Policy analysts say Clinton's visit may therefore leave the wrong impression. "A visit to a home capital is quite a huge concession. Presidents don't go to other capitals to criticize. They go to endorse or show respect," said Robert Satloff, director of the Washington Institute on Near-East Policy. "But the merits of this trip need to be measured by the potential for gain as well as risk. And the gains could be considerable in achieving a clear change in Syrian behavior on issues such as terrorism or winning from Assad a clear statement of his vision of peace with Israel."


Clinton admitted Friday that the issue of Syria's relationship with terrorists had been the subject of much debate among advisers. Despite the risks, administration officials and foreign policy experts Saturday described the decision as sound.


The State Department's annual "Patterns of Global Terrorism" lists Syria as one of seven nations that sponsor terrorism, a distinction it has held since the list was first published in 1979. The others are Libya, Iraq, Iran, North Korea, Cuba and Sudan.


Although it says there is no evidence that Syrian officials have been directly involved in planning or executing terrorist attacks since 1986, the State Department report says several radical terrorists maintain training camps or other facilities in Syria or Syrian-controlled Lebanon.


Among these groups are the notorious Abu Nidal organization, Ahmed Jibril's Popular Front for the Liberation of Palestine-General Command and the Palestinian group Islamic Jihad -- all of which are opposed to the Middle East peace process. Others include the Japanese Red Army and anti-Turkey Kurdish groups.


The report notes, however, that Syria has taken steps to restrain the international activities of some groups. In July 1993, Damacus helped cool escalating tensions between Lebanon and Israel by inducing Hezbollah militants to end rocket attacks on Israel's northern Galilee region.

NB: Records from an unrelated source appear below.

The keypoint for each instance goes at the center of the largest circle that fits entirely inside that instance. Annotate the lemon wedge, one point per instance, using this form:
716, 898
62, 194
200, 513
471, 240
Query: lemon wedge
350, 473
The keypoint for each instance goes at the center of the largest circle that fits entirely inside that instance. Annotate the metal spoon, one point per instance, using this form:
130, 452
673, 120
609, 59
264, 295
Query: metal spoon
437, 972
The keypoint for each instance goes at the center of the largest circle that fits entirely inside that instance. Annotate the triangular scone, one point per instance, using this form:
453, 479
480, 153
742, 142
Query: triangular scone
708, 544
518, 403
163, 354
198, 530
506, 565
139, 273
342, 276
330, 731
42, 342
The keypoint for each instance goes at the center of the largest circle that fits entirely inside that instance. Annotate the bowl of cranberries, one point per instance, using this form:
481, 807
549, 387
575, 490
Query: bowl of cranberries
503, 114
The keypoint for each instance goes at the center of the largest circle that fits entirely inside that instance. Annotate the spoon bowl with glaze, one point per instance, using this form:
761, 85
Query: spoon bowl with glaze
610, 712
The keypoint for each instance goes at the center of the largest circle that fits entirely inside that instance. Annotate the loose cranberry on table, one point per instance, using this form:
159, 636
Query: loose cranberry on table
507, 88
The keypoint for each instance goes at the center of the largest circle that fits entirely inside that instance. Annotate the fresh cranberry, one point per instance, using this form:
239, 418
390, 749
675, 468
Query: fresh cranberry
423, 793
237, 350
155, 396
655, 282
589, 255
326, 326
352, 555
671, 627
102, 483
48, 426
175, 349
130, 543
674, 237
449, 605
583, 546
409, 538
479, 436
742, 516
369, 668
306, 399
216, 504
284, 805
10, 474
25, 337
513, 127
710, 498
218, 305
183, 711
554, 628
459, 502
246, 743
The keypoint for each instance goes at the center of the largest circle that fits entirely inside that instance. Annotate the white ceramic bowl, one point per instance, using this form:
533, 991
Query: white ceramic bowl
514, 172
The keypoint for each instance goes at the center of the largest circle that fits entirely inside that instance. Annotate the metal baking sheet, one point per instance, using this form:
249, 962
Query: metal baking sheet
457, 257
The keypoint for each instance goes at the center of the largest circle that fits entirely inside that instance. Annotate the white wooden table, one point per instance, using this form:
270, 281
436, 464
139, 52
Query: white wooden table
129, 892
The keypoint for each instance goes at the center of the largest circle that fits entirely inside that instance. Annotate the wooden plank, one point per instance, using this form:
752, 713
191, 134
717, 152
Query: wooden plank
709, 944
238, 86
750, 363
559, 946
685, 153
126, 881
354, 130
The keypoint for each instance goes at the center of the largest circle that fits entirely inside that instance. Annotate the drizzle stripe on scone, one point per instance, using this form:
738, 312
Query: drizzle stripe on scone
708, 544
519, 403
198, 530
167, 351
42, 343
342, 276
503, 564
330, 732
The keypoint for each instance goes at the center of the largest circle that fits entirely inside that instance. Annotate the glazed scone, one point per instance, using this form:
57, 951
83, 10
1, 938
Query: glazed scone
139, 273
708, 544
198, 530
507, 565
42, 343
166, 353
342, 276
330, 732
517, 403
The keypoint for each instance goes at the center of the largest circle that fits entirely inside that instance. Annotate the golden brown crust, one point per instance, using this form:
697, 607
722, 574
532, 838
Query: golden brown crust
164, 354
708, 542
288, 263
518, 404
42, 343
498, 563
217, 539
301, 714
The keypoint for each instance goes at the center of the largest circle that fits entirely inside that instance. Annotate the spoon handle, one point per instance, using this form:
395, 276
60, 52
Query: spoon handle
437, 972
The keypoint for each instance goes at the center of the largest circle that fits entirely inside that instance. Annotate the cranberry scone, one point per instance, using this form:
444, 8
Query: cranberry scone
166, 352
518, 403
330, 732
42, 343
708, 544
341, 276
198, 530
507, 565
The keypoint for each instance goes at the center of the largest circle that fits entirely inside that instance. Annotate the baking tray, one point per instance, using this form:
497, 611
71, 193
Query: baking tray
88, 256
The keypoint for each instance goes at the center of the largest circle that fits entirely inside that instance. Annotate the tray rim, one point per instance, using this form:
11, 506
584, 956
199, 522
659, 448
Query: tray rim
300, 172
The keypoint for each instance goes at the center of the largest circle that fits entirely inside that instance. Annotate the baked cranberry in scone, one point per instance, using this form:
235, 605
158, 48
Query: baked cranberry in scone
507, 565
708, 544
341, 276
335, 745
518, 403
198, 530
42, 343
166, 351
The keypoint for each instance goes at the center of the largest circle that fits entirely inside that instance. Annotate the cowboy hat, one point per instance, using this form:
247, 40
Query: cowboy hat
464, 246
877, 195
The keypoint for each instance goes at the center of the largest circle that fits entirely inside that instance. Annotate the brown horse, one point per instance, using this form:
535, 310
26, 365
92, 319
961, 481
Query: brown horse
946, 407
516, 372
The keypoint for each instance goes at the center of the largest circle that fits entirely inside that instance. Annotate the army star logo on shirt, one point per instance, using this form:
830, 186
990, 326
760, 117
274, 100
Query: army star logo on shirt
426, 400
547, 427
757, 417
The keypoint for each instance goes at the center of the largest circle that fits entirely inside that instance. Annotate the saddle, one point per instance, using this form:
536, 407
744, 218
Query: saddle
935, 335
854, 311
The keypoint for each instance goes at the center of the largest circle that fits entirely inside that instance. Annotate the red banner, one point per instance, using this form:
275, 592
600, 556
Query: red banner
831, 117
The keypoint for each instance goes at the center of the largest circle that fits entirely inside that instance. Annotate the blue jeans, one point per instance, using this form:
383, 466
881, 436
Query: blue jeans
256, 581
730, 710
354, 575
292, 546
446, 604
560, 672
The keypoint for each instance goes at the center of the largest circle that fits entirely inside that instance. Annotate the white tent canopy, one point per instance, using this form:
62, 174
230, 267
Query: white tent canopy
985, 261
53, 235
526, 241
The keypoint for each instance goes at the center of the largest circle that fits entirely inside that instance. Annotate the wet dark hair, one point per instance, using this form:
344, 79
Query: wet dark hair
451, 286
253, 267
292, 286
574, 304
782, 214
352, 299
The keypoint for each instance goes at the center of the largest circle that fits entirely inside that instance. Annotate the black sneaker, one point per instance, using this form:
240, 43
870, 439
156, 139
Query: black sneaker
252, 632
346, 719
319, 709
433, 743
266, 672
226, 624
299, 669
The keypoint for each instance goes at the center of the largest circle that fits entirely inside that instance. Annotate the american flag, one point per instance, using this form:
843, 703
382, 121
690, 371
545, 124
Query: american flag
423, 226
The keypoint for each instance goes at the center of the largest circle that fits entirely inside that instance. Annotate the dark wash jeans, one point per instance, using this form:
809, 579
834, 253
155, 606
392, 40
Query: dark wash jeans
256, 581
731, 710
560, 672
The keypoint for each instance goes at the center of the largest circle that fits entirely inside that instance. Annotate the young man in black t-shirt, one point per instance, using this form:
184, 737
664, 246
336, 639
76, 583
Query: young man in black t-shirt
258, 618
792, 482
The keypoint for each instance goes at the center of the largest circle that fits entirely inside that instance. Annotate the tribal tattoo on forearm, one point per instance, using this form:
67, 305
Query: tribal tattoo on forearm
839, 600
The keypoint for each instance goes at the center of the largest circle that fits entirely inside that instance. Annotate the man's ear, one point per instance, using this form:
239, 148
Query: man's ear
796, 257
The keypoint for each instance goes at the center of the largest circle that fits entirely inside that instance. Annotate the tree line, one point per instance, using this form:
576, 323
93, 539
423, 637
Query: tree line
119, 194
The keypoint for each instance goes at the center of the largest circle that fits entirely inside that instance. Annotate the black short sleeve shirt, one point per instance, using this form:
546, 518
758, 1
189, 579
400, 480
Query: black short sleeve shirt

Several Middle East specialists said Saturday that the best way to deal with Assad on terrorism issues is through direct engagement. "History suggests that we do better when we talk to Assad and work with him rather than when we try to ignore him or let him stew," said Richard Haass, a Bush administration Middle East strategist now at the Carnegie Endowment for International Peace. The Bush administration invested considerable time in communicating and meeting with Assad, with two major payoffs, he said. Assad joined the U.S.-led Persian Gulf War coalition and he went to the 1991 conference in Madrid, Spain, that inaugurated the current peace effort.


Clinton's trip is the most extensive one to the Middle East by a U.S. President since Richard Nixon toured the region in 1974, less than a year after Israel's war with Egypt and Syria. Clinton and Assad met in Geneva last year.